6 thoughts on “A holiday contradiction.

  1. Does saying something “nicely” mean it has to be grammatically correct? : P I love your thoughts on the holidays, Dani, and I only smiled over your Christmas song rant. However, I’m wondering which politically correct history book you read to get that idea about the Pilgrims’ goals. I’m glad you enjoy some things about the holidays, my dear. Keep enjoying the little stuff, you don’t have to enjoy the commercially presented stuff. : ) Love you!

    • No to the grammatically correct (though that’d be awesome :) – on other blogs I’ve run, I’ve had rather nasty comments. So that disclaimer serves as a reminder to people who may otherwise lack etiquette or consideration. Also, after growing up on BJU history books, EVERY history book seems “politically correct” – but I’m also seeing that’s not as bad a thing as I once thought it was. Though that’s neither here nor there. Hope you have a great Christmas – praying that the homesickness isn’t quite as acute as it could be. Much love!

  2. I love this Dani :) Really do!

    I am not so hot on Thanksgiving. I don’t get it.
    I love Christmas but I *never* thought I would be making cutesy Christmas crafts with my kids – but when it’s me (and Paul!) vs the world to woo and romance our boys hearts I am ALL over tacky glue and glitter crafts (k, not quite… but TP rolls and scrap fabric?!) to capture their attention and use the activities as a means to show deeper truths – like reinforce Bible stories and sharing.

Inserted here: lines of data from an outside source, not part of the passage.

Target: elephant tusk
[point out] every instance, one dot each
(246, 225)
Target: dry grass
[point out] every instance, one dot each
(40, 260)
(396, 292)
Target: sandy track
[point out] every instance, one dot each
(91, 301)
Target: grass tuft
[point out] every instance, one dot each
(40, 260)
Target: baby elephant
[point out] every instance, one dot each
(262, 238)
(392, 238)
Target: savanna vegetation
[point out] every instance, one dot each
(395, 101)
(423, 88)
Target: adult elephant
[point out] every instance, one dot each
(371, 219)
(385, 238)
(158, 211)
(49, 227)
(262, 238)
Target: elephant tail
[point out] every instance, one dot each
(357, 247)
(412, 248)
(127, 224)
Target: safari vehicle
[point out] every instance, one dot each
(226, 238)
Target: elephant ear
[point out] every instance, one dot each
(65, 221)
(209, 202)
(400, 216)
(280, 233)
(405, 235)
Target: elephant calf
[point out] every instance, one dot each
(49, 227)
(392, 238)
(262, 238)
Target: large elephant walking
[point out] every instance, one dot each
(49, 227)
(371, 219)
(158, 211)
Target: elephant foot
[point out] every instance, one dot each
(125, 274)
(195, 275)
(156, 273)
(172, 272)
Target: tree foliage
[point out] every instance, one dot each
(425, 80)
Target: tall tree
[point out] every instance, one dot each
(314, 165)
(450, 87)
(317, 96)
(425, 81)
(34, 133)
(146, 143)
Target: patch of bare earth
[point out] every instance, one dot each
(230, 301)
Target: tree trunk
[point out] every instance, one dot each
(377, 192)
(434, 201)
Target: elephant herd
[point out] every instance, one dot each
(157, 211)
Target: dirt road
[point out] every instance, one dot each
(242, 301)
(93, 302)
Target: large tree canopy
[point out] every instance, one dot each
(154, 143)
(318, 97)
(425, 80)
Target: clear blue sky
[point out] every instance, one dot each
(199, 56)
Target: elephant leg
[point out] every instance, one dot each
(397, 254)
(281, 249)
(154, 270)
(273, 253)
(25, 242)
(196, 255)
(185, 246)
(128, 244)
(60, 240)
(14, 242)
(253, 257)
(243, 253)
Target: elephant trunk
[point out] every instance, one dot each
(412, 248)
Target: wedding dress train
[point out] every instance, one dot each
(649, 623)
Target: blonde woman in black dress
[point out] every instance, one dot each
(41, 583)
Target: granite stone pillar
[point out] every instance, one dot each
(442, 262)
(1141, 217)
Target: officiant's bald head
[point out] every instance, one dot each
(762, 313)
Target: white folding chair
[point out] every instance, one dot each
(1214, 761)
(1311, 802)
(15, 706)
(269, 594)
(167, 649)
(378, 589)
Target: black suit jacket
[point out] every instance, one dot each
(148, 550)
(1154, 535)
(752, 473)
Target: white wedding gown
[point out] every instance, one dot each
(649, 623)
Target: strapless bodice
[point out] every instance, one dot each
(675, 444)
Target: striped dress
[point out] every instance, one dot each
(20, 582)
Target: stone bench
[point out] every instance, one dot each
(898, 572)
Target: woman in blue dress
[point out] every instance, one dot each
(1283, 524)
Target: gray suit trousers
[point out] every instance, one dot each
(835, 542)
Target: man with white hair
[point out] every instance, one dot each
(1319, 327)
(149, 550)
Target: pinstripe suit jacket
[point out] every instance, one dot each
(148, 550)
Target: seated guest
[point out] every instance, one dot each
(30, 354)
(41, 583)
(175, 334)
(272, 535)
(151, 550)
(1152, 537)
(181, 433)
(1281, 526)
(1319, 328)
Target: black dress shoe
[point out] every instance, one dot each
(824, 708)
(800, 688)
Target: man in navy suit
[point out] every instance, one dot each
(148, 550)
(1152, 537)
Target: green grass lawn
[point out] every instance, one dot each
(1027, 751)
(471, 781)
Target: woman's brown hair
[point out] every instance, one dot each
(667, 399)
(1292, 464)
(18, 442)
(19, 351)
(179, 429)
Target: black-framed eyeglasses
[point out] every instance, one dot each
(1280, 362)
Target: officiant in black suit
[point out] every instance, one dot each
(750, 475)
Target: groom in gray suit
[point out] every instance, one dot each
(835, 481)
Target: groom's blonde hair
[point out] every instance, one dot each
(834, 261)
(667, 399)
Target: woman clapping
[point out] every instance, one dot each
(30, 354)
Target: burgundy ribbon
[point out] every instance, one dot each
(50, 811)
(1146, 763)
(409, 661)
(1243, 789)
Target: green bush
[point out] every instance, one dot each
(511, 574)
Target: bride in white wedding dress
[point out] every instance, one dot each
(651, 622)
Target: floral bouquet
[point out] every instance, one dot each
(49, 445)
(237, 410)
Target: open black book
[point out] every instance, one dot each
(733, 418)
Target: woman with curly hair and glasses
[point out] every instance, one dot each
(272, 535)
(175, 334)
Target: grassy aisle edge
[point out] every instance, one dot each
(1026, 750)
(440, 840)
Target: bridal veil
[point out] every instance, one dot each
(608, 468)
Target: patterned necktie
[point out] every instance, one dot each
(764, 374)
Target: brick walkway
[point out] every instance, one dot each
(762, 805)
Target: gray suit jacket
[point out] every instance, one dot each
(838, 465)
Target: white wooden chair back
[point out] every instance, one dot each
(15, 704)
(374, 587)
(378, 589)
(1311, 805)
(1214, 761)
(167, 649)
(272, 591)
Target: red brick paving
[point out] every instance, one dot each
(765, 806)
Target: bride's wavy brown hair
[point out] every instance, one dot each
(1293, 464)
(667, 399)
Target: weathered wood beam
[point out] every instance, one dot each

    Have you heard of the David Tree? It might (maybe?!) be something you like… through the month of December you go through OT passages that all point to the Lord Jesus. You are suppose to have a tree of sorts and add an ornament to it each day that symbolizes that days story. I am just reading the boys the Bible verses this year. Might do the actual tree/ornaments one year… maybe.

    • I love what you guys do with your boys – it’s SO great. Really. Between you, Amy Weldon, Elizabeth Esther and Sarah Bessey, I think I have my work cut out for me if I ever have children as far as role models go :)

      And the David Tree sounds amazing – like, right up my alley. My favourite Christmas CD is Andrew Peterson’s “Behold the Lamb of God” which basically goes through the Old Testament up to the birth of Christ. I’ll need to look into that for next year, hopefully when we’ll actually be home for Christmas.

  3. Yes, I know angels heralded Christ’s birth and everyone rejoiced, and His first advent to earth is a big deal. I guess I simply tend to think that the reason He came to earth was to die, so His death/resurrection/work on the cross is more important than His birth.

    I suggest a heavy dose of Athanasius and the Gospel accounts. If he came to earth to die, why bother being born as a human? Why not merely take animal form and die? Why become human?

    Humanity is exceedingly important. The Christian celebration of Christmas is not merely celebrating a birthday, it’s a celebration of a new beginning of history.

    • Ever have one of those “Aha! D’oh…” moments? Yeah, just had one :)

      I’d never thought of it that way before, as far as the celebration of Christmas is concerned that is. His humanity is definitely pivotal, I always knew that. Just didn’t tie it to why Christmas is a big deal (which, now that I think about it, is rather odd).